More photographs of the restoration are available here: Restoration Photographs
The Landmark Trust became aware of the Banqueting House in 1989 and it finally acquired the property in 1999. By this time the building had literally fallen into disrepair. The Trust set about obtaining funding for renovations and a team of experts, including architect Andrew Thomas, was appointed to prepare plans and obtain any necessary permissions.
Essential remedial work to stabilise the structure were soon underway. The Landmark Trust then progressed work as fast as possible as funds became available with the main work starting in February 2002 when the stone mason John Maloney and his team got to work on the building. John has considerable experience of this kind of renovation work having completed projects on many of North Yorkshire’s ruins including Jervaulx Abbey. Progress, at first, was relatively slow as with each area of stonework that was removed more problems were revealed.
The site is exposed and in order for work to continue through the winter it was soon apparent the some form of shelter would be required.
By Autumn 2003 the access track had been put in from the Masham road and water and electricity had been brought to the building. The roof covered with York stone slabs was completed and the rooms had started the drying process that would be necessary before they could be finished and decorated.
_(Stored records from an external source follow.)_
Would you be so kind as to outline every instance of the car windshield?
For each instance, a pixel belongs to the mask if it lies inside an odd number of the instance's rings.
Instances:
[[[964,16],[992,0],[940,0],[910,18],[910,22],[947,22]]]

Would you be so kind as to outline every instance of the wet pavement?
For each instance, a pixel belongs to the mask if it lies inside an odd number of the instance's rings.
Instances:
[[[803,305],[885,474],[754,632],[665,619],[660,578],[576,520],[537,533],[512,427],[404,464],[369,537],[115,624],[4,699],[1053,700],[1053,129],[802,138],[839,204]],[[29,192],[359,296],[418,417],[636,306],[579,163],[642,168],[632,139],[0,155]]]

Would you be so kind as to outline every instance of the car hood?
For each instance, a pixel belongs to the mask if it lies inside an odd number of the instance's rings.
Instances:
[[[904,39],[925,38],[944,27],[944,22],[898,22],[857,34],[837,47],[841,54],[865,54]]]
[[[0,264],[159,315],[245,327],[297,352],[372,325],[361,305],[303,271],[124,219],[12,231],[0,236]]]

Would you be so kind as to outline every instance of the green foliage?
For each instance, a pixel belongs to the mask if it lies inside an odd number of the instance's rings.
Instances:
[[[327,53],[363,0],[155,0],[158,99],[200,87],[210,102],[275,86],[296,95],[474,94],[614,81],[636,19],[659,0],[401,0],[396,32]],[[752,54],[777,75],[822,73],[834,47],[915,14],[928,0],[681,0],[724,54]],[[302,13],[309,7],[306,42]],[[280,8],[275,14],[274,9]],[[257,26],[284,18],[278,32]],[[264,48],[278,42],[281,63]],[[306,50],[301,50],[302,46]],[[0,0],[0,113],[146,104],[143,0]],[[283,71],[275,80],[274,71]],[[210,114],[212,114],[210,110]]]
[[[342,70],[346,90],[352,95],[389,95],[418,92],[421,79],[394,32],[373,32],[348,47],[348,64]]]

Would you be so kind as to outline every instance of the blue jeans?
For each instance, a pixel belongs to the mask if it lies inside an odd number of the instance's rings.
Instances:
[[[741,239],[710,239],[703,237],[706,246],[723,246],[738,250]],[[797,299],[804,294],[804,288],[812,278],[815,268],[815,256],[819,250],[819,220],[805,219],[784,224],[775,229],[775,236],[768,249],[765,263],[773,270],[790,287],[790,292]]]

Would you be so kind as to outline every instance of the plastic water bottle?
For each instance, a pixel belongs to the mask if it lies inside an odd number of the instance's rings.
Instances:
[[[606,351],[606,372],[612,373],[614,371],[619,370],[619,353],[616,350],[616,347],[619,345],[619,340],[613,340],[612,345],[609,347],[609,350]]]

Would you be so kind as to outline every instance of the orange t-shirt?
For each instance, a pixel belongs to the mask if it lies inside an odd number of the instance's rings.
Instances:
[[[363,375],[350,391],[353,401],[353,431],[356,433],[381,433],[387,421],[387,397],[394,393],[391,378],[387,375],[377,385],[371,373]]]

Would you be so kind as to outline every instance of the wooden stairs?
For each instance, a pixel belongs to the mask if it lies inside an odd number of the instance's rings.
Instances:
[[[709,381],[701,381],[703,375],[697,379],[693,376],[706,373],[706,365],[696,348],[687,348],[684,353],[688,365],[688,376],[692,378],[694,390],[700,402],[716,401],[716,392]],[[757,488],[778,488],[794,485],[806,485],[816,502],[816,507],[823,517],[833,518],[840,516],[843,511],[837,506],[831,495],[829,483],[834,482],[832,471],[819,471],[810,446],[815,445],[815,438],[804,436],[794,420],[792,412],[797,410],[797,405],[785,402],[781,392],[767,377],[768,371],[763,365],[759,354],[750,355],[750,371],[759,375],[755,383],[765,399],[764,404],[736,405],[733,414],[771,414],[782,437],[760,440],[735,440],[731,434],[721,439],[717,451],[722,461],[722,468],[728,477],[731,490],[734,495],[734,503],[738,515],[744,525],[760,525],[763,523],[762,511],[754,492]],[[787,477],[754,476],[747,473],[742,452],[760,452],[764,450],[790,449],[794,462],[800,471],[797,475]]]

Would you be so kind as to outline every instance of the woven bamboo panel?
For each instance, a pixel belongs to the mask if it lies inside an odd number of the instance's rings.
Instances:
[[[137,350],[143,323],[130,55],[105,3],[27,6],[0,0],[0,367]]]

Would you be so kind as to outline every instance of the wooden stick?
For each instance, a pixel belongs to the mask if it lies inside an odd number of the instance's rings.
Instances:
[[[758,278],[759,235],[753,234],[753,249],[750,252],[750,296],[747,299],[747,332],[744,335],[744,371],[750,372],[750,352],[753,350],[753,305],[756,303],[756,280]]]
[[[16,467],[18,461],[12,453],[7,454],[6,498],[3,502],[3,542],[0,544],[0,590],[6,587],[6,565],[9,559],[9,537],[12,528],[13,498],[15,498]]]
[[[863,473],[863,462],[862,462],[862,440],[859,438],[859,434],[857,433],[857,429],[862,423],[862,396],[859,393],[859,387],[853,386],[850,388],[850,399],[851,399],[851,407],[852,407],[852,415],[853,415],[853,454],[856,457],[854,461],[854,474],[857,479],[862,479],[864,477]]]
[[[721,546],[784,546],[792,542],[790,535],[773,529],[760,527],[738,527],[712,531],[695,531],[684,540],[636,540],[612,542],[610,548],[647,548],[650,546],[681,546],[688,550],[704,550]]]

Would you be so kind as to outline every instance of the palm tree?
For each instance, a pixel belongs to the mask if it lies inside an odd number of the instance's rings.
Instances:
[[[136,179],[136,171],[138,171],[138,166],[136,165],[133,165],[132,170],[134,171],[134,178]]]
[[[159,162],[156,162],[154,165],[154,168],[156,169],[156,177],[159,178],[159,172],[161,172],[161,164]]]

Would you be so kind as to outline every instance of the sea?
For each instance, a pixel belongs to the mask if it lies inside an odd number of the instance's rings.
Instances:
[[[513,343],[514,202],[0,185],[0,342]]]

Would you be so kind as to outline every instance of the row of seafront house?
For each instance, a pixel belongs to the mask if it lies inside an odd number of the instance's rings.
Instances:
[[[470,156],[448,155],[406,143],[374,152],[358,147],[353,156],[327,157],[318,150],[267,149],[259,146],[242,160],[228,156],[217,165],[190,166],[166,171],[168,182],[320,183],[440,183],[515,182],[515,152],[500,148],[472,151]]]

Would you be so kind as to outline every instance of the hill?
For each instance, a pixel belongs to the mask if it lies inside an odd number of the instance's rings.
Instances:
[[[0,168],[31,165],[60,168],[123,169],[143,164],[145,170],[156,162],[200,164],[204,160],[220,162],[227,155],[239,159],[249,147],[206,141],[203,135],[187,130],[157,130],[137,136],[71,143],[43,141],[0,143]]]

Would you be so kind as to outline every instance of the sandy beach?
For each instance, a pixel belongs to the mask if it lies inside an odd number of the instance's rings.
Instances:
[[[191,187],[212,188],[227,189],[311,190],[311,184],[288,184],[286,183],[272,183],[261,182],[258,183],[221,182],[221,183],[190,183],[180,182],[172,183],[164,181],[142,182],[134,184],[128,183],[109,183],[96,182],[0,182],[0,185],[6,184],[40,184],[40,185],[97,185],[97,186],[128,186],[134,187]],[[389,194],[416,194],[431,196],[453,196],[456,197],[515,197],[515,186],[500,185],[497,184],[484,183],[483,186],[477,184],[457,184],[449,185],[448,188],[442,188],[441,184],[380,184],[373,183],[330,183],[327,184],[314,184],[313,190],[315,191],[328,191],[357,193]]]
The restoration of the Ruin was funded through the generosity of English Heritage and many grantmaking trusts and foundations, including the Hackfall Trust, Normanby Charitable Trust, Monument Trust and Esmee Fairbairn Foundation. We are also grateful to the numerous individuals who gave donations to the project through the Landmark Appeal. The Landmark Trust
The completed restoration has won several awards including the Building Conservation category of the RICS Yorkshire Regional awards in 2006.